De même, l’effet du terrorisme doit être médiatique, et donc qualitatif, sans être nécessairement quantitatif. Dans ces conditions, la ville est incontestablement la cible des attaques terroristes, où les effets médiatiques sont démesurés et durables. Ces éléments confirment l’idée selon laquelle l’essor du terrorisme urbain se confond avec l’essor du terrorisme comme moyen de guerre asymétrique, puisant sa force dans le recrutement et l’invisibilité, frappant au cœur de l’adversaire et posant de réels problèmes aux responsables du contre-terrorisme. La lutte contre le terrorisme urbain se voit souvent limitée par la capacité des groupes armés à se disperser dans la ville et à contourner les moyens de guerre traditionnels, notamment en l’absence de ligne de front. Ainsi, malgré les arrestations, le gel des avoirs financiers ou la découverte de caches d’armes, aucun élément ne peut permettre aux autorités de mesurer le chemin qui leur reste à parcourir avant de pouvoir porter un coup fatal aux organisations terroristes.

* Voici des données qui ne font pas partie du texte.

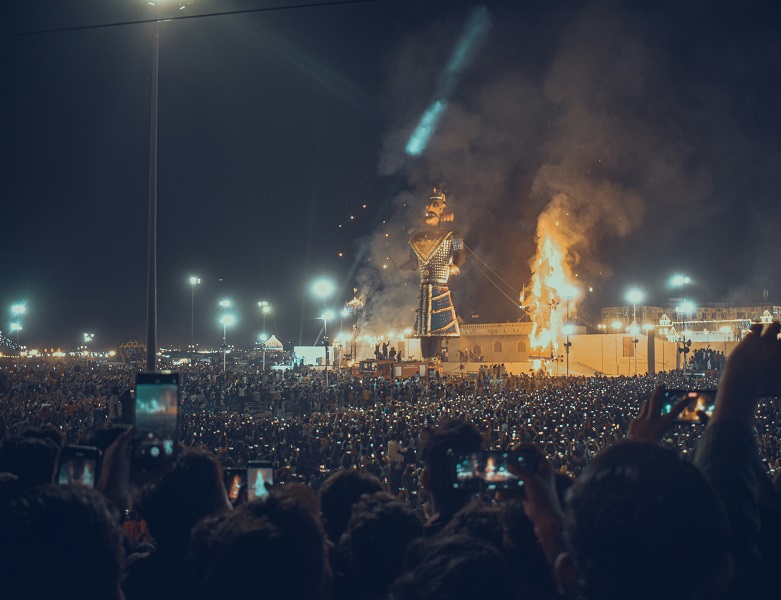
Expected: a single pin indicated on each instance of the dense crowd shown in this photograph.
(369, 453)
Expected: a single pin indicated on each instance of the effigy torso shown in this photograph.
(434, 249)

À l’opposé de la guerre traditionnelle, où les intentions et les forces de l’adversaire sont à peu près connues, la lutte contre le terrorisme est un combat de nuit, dans lequel il est souvent impossible de savoir où, quand et comment frapper. Il convient donc de s’interroger sur les méthodes les plus appropriées et sur les modes d’entraînement au combat urbain. D’importants efforts restent encore à fournir dans ce domaine.

Israël est indiscutablement l’État le plus en pointe dans la lutte contre le terrorisme urbain organisé (en particulier sous l’égide du Hamas), ou totalement désorganisé et spontané. Mais les méthodes pratiquées par les autorités israéliennes, qui privilégient l’usage de la force et la neutralisation systématique de ceux qui sont identifiés comme les chefs terroristes, ne font pas l’unanimité dans les régimes démocratiques.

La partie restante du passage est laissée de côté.